FIVE GRAVES TO CAIRO (1943) - October 14th

Much attention is paid--and justifiably so--to Billy Wilder's first and third films as a Hollywood director. His American debut was a comedy, The Major and the Minor (1942), with Ginger Rogers and Ray Milland--a film Rogers considered one of her best. His third Hollywood effort, the film noir Double Indemnity (1944), earned seven Oscar® nominations, including two for Wilder (director and writer). But Wilder's second American picture musn't be ignored. Five Graves to Cairo (1943) is a thrilling World War II story, a character drama set against the backdrop of the British Eighth Army's fight against German Field Marshall Erwin Rommel in Africa in 1942.

The movie sounds sweeping but plays small thanks to outstanding performances, the type Wilder elicited for the next 30 years. Franchot Tone stars as a British corporal, the only surviving member of a tank crew killed in battle. Dehydrated and delirious, he stumbles into a hotel that has only two remaining employees, the owner, played with good humor and great fear by Akim Tamiroff, and a chamber maid played by Anne Baxter. When the Germans take over the hotel, Tone assumes the identity of a dead waiter to stay alive and ultimately--perhaps--keep Rommel from taking Cairo. Erich Von Stroheim is Rommel, and plays him with a ruthlessness unseen in future portrayals. Baxter, though, gives the movie's seminal performance, a complicated portrayal of an enigmatic woman, reluctant yet calculating, hostile to Tone yet loyal to her family.

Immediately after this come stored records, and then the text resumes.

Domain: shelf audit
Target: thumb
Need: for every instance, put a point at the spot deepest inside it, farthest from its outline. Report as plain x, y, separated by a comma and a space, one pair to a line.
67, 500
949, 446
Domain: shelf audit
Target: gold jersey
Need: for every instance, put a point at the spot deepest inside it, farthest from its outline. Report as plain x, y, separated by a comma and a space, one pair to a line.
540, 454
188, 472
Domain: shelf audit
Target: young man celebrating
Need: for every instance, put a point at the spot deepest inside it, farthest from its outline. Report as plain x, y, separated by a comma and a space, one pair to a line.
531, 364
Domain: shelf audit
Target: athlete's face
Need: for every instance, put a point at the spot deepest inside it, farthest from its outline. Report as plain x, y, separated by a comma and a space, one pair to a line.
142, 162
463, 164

Wilder's mastery of multiple genres is now well established, but just stop and consider those first three films. They're not remotely alike, save for their razor sharp scripts; and in that, even this war picture flashes Wilder's wit. Informed by Tamiroff and Baxter that the hotel has two bathrooms, one functioning and one not, a German lieutenant, expressing disdain for his Italian allies, tells Tamiroff that German officers will take rooms near the working bathroom. The "one with the bathroom that doesn't work," he says, "goes to the Italian general."